Challenge Based Learning (CBL): Teaching methodology that focuses on identifying, analysing and designing a solution to a real problem in order to develop skills and competences in students. It aims to find a solution in a collaborative way.

Hospitality Services: A range of services offered to guests or customers in hotels, restaurants, bars, cruises, theme parks and other tourism and leisure facilities. These services include everything from the initial welcome of the guest to the provision of services aimed at providing a positive and memorable experience.

MIRO Platform: online visual collaboration platform that allows you to create, collaborate and share collaborative boards and diagrams in real time. It is used to facilitate teamwork, especially in design projects, planning, brainstorming, mind mapping and presentations.

Innovative Pedagogical Practices: Teaching tools and methodologies planned, developed and structured by lecturers to provide improvements in the teaching learning process and increase students' skills.

Canvas Model: The Canvas model (or Business Model Canvas) is a visual tool used to describe and analyse a business model in a simple and objective manner.
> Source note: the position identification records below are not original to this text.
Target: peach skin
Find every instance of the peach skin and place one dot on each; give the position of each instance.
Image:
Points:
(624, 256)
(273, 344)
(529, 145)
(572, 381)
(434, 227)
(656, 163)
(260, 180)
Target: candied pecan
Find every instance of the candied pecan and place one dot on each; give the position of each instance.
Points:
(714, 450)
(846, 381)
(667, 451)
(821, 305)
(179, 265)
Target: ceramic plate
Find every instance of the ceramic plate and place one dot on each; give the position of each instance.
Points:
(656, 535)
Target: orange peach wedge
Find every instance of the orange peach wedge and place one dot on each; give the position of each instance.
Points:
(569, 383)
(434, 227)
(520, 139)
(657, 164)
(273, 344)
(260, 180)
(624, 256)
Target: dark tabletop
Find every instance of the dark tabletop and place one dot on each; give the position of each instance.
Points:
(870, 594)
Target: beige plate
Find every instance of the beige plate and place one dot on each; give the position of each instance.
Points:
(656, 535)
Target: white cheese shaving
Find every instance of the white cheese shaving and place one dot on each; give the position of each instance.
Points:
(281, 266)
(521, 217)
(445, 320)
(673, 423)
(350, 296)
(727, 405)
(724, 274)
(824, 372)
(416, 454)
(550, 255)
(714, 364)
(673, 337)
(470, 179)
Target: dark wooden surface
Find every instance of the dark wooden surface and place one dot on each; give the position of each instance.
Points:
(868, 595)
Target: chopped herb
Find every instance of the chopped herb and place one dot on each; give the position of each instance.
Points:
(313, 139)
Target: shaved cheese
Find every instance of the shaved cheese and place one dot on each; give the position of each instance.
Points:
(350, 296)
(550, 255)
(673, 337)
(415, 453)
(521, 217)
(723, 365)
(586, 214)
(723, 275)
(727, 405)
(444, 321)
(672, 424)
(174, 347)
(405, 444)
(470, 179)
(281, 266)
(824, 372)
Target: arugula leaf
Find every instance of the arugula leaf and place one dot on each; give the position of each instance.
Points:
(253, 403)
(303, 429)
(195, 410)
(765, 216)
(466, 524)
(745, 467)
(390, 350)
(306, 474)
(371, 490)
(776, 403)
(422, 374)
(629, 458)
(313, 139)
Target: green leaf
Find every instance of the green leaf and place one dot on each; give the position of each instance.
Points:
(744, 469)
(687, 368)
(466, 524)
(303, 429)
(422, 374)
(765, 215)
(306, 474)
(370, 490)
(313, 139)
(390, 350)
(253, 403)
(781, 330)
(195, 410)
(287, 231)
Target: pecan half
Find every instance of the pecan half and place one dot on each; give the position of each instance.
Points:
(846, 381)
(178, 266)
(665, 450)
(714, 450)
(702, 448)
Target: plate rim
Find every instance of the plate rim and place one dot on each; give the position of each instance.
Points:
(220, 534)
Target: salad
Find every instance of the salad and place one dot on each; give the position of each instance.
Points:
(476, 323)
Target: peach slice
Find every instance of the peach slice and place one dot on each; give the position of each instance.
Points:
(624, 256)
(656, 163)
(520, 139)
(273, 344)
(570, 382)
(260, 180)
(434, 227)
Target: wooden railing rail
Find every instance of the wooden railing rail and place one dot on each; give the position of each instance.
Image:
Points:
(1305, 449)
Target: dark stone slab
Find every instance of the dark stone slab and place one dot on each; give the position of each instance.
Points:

It is composed of nine blocks, which represent the main areas of a business and how they relate to each other.

Co-Creation: Collaborative approach that involves the participation of different stakeholders/stakeholders, such as customers, shareholders, users, partners and experts, in the development of products, services, experiences or solutions to specific problems.

LinkmeUp Project: Is a project that promotes entrepreneurship through the training of young students and / or entrepreneurs with a view to increasing the quality of employment and the creation of innovative companies.